Cet ancien aviateur de 57 ans reconverti dans le marché de l'art a ouvert l'été dernier avec sa femme sa plateforme "Art Shop and go" et "voit y affluer plusieurs dizaines d'artistes". Entre 3 et 4% des quelque 200 oeuvres proposées en ligne ont déjà été vendues.

"On se fait connaître par les réseaux sociaux, la pub sur internet, les salons, le bouche à oreille", énumère-t-il pour l'AFP. Instagram, notamment, se révèle un outil efficace pour cibler des clients hors du marché existant.

Pour les grands acteurs aussi, le online permet de conquérir les acteurs familiers des ventes en ligne mais qui n'ont pas encore franchi le cap des enchères.
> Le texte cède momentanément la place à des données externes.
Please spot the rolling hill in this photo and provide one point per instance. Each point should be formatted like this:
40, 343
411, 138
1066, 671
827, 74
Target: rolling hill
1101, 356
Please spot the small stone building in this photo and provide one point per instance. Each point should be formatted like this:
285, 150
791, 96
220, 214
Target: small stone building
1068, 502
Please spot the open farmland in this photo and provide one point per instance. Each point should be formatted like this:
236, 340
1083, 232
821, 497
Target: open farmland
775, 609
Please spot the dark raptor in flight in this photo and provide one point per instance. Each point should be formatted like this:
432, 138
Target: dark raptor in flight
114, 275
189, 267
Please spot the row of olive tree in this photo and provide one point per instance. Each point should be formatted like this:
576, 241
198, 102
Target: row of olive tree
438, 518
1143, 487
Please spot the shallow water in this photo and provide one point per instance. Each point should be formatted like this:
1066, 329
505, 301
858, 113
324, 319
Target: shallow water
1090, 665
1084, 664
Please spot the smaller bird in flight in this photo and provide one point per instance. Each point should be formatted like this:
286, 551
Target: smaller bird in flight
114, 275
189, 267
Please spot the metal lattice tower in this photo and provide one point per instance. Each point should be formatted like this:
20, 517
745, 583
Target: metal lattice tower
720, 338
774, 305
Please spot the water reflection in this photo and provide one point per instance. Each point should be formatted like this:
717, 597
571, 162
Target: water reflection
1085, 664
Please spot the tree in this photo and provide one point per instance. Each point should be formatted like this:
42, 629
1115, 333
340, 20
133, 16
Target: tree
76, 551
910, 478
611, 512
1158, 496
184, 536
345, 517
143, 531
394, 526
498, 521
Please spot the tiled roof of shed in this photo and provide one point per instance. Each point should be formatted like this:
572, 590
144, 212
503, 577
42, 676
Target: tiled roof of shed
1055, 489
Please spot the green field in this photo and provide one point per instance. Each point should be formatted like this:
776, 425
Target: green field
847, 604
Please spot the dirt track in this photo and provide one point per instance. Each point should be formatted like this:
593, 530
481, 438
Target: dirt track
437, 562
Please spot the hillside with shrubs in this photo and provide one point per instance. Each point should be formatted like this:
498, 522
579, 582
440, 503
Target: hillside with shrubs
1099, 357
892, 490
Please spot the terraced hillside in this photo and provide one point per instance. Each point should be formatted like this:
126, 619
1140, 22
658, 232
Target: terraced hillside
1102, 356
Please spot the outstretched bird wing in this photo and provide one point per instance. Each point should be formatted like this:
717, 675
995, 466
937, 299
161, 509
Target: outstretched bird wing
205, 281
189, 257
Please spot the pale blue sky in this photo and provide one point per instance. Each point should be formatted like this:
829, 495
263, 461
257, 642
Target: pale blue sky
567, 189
Selon le rapport 2018 de l'assureur d'oeuvres d'art Hiscox France, les ventes en ligne (même si leur croissance a ralenti par rapport aux années précédentes) ont progressé de 12% en 2017. 80% des oeuvres en ligne atteignent moins de 5.000 euros. La clientèle jeune (entre 20 et 35 ans) représente plus de 40% des ventes.

L'art en ligne pourrait représenter 9 milliards de dollars en 2022, prédit Hiscox. Du coup, les salles de ventes et galeries, y compris les plus dubitatives, franchissent le pas.

Drouot, après avoir déjà créé les ventes live (possibilité de participer via internet à des enchères organisées dans une salle), a lancé en 2011 les ventes en ligne, cette fois uniquement sur internet.

Pour Alexandre Giquello, président de Drouot Patrimoine, "le digital représente un des vecteurs principaux de développement à court et moyen terme". En 2018, 128.000 objets ont été adjugés en ligne (live + online) pour 80 millions d'euros.

Une hérésie ?

Chez Sotheby's, le nombre de ventes en ligne a quasiment triplé en un an, et 26% des lots ont été vendus ainsi en 2018.

Artcurial a lancé des ventes online après quelques essais probatoires en 2018. La maison française les réserve aux objets entre 100 et 5.000 euros : luxe, lifestyle mais aussi bande dessinée, art urbain... Le haut de gamme reste l'apanage des ventes physiques.

Pour le président-délégué d'Artcurial, François Tajan "les résultats sont très bons, notamment pour les montres et dans la mode: le caractère multiple de l'objet proposé correspond au fonctionnement de la vente en ligne".

Pour Thierry Ehrmann, président d'Artprice, leader de l'information sur le marché de l'Art, les ventes aux enchères sur Internet, souvent sur une durée de 24 heures, ont l'avantage de permettre aux acheteurs du monde entier de déjouer le décalage horaire.

Sur les 6.300 maisons de ventes partenaires d'Artprice, en 2018, la barre des 50% de ventes par Internet a été franchie. "La plupart des maisons de ventes nous confient que le coût de leurs salles des ventes est exorbitant", explique Thierry Ehrmann, pour qui c'est "un changement brutal mais nécessaire" car "une nouvelle génération d'acheteurs à haut pouvoir d'achat (par exemple en Chine) se dessine par Internet".

Du côté des galeries, certaines ouvrent aussi leurs propres sites mais les trois quarts ont utilisé des sites tiers en 2018.

Que propose Jean-Max Boxelé à son plus modeste niveau? Contre un abonnement à partir de 10 euros par mois, "l'artiste gère son propre espace de ventes, fixe les prix. On aide les artistes à mettre en ligne leurs oeuvres, sans prendre de commission". Aucune enchère n'est organisée.

Les raisons du succès, selon lui ? "Entrer dans une galerie est intimidant. Là, le marché est apporté aux gens, quand il n'y a pas de galeries dans le coin".

Ce marché de l'art en ligne en expansion se heurte cependant à de fortes résistances, et, pour de grands galeristes parisiens, c'est une hérésie de ne pas venir voir l'oeuvre.